Armed with only that sinker, changeup and slider, Sánchez has been either the most valuable pitcher in baseball since the start of the 2025 season, or the second-most valuable, depending on which version of Wins Above Replacement you prefer. Baseball Reference has him No. 1, and FanGraphs has him No. 2, behind only back-to-back Cy Young winner Tarik Skubal.
Sánchez is one of the top contenders for the 2026 NL Cy Young Award. But compare him to the other favorites like Paul Skenes and Yoshinobu Yamamoto. Skenes throws seven different pitches. Yamamoto throws six.
Even someone like Sale, who's dominated for so long with primarily a two-pitch combo, fastball-slider, now mixes in a sinker and changeup, too. But Sánchez is steadfast in his three-pitch mix. That's as streamlined of a repertoire as any starter in the Majors this year or last year.
Starters with a 3-pitch arsenal in 2026
- Cristopher Sánchez (Phillies): Sinker, changeup, slider
- Kevin Gausman (Blue Jays): 4-seamer, splitter, slider
- Chase Burns (Reds): 4-seamer, slider, changeup
- Roki Sasaki (Dodgers): 4-seamer, splitter, slider
Starters with a 3-pitch arsenal in 2025
- Cristopher Sánchez (Phillies): Sinker, changeup, slider
- Trey Yesavage (Blue Jays): 4-seamer, splitter, slider
- Roki Sasaki (Dodgers): 4-seamer, splitter, sweeper
- Luis Gil (Yankees): 4-seamer, slider, changeup
- Sean Manaea (Mets): 4-seamer, sweeper, changeup
- Ben Brown (Cubs): 4-seamer, knuckle-curve, changeup
You might notice that Sánchez is the only three-pitch starter who throws a sinker, and not a four-seamer, as his only fastball. Well, you can do that when you throw an absolutely filthy turbo sinker that might be the best in the Majors. (It has been the best, according to Statcast's pitching run value stat, which measures the impact of every pitch a pitcher throws on run prevention.)
Starters with the most valuable sinkers since 2025
Regular + postseason combined
- Cristopher Sánchez (Phillies): +20 runs prevented
- Framber Valdez (Tigers): +18 runs prevented
- Sandy Alcantara (Marlins): +17 runs prevented
- Garrett Crochet (Red Sox): +13 runs prevented
- Clay Holmes (Mets): +12 runs prevented
It's not just his sinker, though. Sánchez's entire arsenal is nasty. The movement on all three of his pitches is ridiculous. That's what you need to thrive as a three-pitch starting pitcher.

That chart is looking at Sánchez's pitch movement vs. comparable MLB pitchers -- aka, other pitchers who throw those same pitches at similar velocities and with similar release points. Look at how much more movement Sánchez gets than his closest big league comps.
Sánchez's sinker generates an extra five inches of sink and an extra four inches of arm-side run. His changeup generates six inches of drop and an extra three inches of fade.
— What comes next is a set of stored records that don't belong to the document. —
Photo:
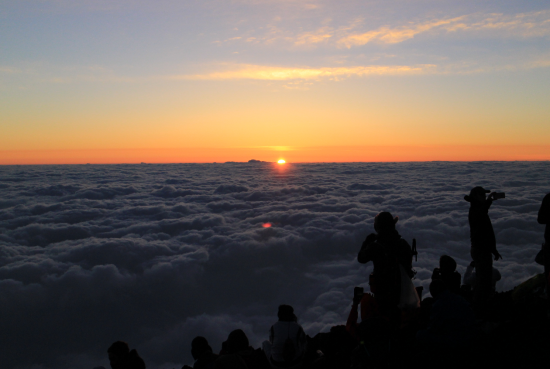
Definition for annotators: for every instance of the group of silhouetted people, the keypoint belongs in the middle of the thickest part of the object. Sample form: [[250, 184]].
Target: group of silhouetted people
[[392, 315]]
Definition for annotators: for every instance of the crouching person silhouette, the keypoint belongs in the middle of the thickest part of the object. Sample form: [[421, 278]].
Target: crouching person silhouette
[[389, 254], [120, 357], [451, 326], [286, 346]]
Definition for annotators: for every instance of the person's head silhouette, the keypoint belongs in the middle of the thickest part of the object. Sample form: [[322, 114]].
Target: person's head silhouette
[[384, 221]]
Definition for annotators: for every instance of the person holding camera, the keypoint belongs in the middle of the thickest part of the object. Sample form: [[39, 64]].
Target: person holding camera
[[483, 241], [388, 252]]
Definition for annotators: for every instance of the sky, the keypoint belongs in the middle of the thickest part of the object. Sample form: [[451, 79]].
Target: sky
[[123, 81], [157, 254]]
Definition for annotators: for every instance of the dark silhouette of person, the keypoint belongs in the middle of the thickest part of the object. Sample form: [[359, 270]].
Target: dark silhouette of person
[[483, 243], [544, 218], [237, 344], [470, 276], [202, 354], [447, 272], [369, 309], [387, 251], [120, 357], [452, 321], [287, 343]]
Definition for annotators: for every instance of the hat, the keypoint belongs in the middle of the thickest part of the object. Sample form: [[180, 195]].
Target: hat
[[474, 191]]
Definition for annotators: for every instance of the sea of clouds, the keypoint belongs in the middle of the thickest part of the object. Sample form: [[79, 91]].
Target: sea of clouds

His slider -- which he tweaked this season, switching to a spiked finger grip -- is now dropping almost four inches more than it was last season and an extra five inches compared to his slider-throwing peers.
The sinker -- you know, the one that's been the most valuable in baseball since the start of last season -- isn't even his best pitch. That would be Sánchez's changeup, which has been even more valuable. It rivals Skubal's changeup for the best in the game.
Starters with the most valuable changeups since 2025
Regular + postseason combined
- Tarik Skubal (Tigers): +29 runs prevented
- Cristopher Sánchez (Phillies): +22 runs prevented
- Michael Wacha (Royals): +21 runs prevented
- Blake Snell (Dodgers): +14 runs prevented
- Logan Webb (Giants) / Freddy Peralta (Mets): +11 runs prevented
As MLB.com's Paul Casella noted in a nice breakdown of Sánchez's rise to Cy Young level heading into 2026, Sánchez's sinker-changeup combo is MLB's most valuable two-pitch combo. Both his sinker and changeup are top-10 pitches overall since the start of last season, and Sánchez is the only guy with multiple pitches on that list.

Sánchez has struck out 226 batters combined on his sinker and changeup (and his 157 K's on his changeup alone are the most of any pitcher on any individual pitch type since the start of last season).
Now you add the revamped slider with more depth to those two elite-elite offerings, and Sánchez has all the weapons he needs to be a Cy Young pitcher. He can pound that sinker inside to lefties, with its combination of mid-to-upper 90s velocity and sharp movement -- that's how he dominated Shohei Ohtani in the postseason -- and then drop in a slider or sneak in a left-on-left changeup. And he can mix the sinker and changeup to righties, which both break more than the full width of the plate horizontally, but have nine mph of velo differential and a full foot of vertical movement differential.
It's only three pitches, but the truth is as simple as Sánchez's arsenal: This guy is a true ace.